Fight against Menshevism
However
almost as soon as the Economists (old opportunists) were beaten, their
place was taken by the Mensheviks (new opportunists). This new
opportunist trend arose from within the Iskra editorial board
itself under the leadership of Martov and consolidated itself during the
party’s Second Congress. At the Congress this trend consisting of
Axelrod, Trotsky and others rallied around Martov’s formulation of party
rules which envisaged a party membership consisting of anyone agreeing
with the programme and aiding the party financially, irrespective of
whether he did any party work or not. This was thus a conception of an
extremely loose and amorphous party, in other words, a party incapable
of leading the class struggle. The Mensheviks trend got their name from
‘menshinstvo’(meaning minority), as they were in a minority at the time
of the election to the party posts for the Central Committee and the
Central Organ’s Editorial Board. The Bolsheviks (from the word
‘bolshinstvo’ meaning majority), led by Lenin, were then in a majority.

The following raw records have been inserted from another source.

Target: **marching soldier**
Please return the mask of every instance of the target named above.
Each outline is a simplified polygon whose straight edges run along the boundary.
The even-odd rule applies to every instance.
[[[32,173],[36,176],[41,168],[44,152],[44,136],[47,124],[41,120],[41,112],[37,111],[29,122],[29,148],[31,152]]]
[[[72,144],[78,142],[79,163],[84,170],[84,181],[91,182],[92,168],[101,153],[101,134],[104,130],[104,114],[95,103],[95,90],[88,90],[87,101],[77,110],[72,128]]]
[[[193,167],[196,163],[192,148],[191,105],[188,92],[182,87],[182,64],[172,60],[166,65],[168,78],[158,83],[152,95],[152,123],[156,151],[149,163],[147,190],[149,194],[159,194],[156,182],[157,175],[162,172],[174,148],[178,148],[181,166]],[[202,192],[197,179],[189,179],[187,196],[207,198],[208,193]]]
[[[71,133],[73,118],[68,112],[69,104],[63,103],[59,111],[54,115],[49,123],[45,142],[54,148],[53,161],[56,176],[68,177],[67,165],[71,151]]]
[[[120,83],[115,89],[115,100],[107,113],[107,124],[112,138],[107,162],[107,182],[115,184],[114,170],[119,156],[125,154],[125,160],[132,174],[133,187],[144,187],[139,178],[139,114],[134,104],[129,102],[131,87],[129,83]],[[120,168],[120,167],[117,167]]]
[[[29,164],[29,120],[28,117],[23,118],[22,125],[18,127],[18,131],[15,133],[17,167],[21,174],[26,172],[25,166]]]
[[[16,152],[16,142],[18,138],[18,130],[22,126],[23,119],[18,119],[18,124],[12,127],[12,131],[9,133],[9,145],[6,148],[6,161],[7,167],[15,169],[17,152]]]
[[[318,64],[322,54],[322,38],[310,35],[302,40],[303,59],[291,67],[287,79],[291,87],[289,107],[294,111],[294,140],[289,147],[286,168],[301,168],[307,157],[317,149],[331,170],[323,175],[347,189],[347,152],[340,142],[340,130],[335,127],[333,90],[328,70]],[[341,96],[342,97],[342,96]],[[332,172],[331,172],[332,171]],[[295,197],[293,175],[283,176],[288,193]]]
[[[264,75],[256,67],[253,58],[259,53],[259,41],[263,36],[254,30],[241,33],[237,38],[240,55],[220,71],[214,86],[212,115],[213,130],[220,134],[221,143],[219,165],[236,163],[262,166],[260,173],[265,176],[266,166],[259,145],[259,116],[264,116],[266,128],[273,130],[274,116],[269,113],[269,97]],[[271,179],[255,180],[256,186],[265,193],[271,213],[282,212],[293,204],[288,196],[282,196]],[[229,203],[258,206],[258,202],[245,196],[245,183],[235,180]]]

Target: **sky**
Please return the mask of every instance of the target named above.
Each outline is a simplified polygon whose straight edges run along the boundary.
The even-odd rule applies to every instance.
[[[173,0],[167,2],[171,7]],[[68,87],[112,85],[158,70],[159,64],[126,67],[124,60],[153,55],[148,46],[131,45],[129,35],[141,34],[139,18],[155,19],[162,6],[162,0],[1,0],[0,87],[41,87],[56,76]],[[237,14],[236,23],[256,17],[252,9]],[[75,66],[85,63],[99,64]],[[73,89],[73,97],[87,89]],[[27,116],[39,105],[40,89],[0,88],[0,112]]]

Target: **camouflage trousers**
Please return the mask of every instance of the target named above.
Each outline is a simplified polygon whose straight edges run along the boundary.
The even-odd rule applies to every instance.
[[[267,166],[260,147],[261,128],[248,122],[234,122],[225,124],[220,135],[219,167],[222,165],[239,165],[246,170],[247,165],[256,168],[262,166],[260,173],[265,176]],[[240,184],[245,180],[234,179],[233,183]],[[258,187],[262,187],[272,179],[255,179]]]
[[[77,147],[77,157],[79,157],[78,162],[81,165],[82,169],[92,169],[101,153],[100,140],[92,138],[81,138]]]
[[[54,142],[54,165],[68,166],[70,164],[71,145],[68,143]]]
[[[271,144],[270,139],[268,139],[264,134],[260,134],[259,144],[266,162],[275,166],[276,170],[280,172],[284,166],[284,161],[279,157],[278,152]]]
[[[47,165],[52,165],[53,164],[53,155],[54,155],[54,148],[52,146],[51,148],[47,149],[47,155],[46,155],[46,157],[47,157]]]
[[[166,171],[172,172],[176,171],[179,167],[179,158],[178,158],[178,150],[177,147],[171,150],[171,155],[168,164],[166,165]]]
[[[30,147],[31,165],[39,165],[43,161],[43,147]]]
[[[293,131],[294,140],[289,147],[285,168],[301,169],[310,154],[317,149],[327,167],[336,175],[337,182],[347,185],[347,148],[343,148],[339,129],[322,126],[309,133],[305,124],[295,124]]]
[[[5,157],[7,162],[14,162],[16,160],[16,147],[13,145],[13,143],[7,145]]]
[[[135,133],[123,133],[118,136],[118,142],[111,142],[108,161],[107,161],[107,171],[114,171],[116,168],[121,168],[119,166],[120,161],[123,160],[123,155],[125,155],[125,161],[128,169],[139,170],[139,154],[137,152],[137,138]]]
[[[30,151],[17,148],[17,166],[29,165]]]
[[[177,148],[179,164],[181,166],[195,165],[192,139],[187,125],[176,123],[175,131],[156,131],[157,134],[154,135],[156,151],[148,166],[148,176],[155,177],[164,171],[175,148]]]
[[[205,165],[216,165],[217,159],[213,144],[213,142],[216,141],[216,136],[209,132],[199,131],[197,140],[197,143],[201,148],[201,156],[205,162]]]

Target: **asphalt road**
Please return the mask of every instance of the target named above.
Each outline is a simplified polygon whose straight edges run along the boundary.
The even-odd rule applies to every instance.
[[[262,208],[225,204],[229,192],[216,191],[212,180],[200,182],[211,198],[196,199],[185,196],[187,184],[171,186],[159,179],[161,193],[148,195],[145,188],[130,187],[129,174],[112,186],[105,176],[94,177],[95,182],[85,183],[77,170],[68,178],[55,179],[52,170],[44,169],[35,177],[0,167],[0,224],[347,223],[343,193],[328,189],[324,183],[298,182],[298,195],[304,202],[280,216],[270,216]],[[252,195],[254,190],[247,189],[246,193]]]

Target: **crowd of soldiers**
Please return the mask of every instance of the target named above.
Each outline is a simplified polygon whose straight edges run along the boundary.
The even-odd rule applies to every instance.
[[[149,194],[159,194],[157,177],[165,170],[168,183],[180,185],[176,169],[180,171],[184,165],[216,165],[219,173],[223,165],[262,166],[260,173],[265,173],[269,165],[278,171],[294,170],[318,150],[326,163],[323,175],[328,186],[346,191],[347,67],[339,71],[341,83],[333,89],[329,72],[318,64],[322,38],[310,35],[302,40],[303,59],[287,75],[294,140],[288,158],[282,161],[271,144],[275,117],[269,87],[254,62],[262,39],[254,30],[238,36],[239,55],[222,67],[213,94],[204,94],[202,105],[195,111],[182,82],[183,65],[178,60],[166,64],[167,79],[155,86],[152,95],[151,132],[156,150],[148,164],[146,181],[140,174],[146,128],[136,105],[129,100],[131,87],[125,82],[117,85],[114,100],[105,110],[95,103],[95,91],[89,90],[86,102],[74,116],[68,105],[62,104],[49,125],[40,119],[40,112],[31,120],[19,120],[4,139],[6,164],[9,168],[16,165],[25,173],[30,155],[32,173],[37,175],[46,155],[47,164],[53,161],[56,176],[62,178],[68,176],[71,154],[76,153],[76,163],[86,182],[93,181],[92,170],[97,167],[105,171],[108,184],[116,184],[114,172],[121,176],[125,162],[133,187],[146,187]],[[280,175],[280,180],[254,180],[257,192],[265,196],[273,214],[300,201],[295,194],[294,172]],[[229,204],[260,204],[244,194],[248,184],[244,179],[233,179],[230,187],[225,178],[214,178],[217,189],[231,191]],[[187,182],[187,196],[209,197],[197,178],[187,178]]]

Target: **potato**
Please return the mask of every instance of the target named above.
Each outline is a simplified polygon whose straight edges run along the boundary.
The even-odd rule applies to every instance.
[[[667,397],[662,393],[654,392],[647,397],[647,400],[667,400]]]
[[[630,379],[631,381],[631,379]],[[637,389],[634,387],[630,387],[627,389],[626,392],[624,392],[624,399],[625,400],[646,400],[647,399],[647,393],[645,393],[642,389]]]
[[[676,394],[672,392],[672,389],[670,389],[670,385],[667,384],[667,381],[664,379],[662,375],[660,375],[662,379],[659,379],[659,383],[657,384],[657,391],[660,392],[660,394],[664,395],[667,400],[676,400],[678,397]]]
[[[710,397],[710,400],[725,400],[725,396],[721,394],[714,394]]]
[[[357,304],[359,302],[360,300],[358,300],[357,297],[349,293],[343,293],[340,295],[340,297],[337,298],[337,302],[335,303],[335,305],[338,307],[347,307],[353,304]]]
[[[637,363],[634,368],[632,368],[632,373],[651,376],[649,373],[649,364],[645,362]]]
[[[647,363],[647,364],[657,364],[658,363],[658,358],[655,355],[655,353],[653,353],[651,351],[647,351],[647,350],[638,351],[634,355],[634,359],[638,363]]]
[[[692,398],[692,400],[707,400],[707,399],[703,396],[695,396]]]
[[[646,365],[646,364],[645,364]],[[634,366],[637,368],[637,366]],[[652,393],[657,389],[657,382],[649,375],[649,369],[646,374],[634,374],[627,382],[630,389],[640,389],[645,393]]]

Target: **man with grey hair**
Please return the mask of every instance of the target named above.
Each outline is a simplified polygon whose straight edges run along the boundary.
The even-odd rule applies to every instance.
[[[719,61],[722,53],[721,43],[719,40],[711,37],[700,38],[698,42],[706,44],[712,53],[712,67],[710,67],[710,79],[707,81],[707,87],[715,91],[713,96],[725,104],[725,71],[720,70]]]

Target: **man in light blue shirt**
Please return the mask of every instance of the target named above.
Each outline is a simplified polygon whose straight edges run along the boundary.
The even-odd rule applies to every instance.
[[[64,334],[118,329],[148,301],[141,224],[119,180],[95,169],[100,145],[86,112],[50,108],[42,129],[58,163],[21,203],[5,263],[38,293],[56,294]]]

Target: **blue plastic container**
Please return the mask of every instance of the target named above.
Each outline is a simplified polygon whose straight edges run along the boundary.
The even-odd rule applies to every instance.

However soon after the Congress, the Mensheviks, not satisfied with
their minority position, started splitting activities. In the words of
Martov, they "broke into revolt against Leninism". They won over
Plekhanov and two Central Committee members, and thus gained control of
both the Iskra Editorial Board and the C.C. They then launched a
campaign through Iskra and by other means which was aimed at
dragging the party back from the Second Congress decisions into the old
mess of organisational disunity and confusion.
In order to
hit back, Lenin, in May 1904, brought out his famous book, One Step
Forward, Two Steps Back. In this book, Lenin made a detailed
analysis of the intra-party struggle both during and after the Congress,
and on that basis expounded the main organisational principles which
later came to form the organisational foundations of the Bolshevik
party. It represented a major advance in Marxist theory regarding the
building of the revolutionary proletarian party.
Through the
circulation of this book the majority of the local organisations of the
party rallied to the side of Lenin and the Bolsheviks, but the
Mensheviks continued ahead with their plans to split the party. With the
loss of the party organ Iskra and the C.C. into the hands of
elements who were bent on destroying the decisions of the Second Party
Congress, it became absolutely necessary for the Bolsheviks to set up
bodies that would uphold the Congress direction. Lenin therefore in
August 1904 called a Bolshevik conference. Soon a Bureau of Committees
of the Majority was set up to undertake practical preparations for the
Third Party Congress; and by January 4, 1905, the first issue of a
separate Bolshevik journal Forward came out. The split in the
party was complete.
Thus by the
time of the 1905 Russian Revolution, the main enemies of Marxism came
from within the proletarian parties themselves. Marxism had, through its
scientific theory and roots in practice, conclusively beaten all alien
and competing socialist ideologies. Therefore its enemies now came in
the garb of revising Marxism. Bernsteinian revisionism, Economism and
Menshevism were formidable examples of such enemies spawned by
imperialism. However at the same time, Marxism had, in the hands of
Lenin, forged the necessary weapons to deal with these enemies. In
resolute struggle against opportunism, Lenin had laid down the
ideological basis and organisational principles for the consolidation of
the proletarian party and for its fight against revisionism. In the
coming period of wars and revolutionary upheavals, they would provide
the foundation on which the proletariat would fight the bourgeoisie both
inside and outside the party and continue the advance of the Marxist
ideology.
Notes
9. Lenin, Marx-Engels-Marxism, p. 77. (The Historical Destiny
of the Doctrine of Karl Marx)
10. Foster William Z., History
of the Three Internationals, pp. 137-38.
11. Lenin, Marx-Engels-Marxism,
pp. 77-78.
12. Marx-Engels, Selected
Correspondence, p. 337.
13. Marx-Engels, Selected
Works, p. 429. ( from Speech at the Graveside of Karl Marx )
14. Foster William Z., History
of the Three Internationals, pp. 191-92.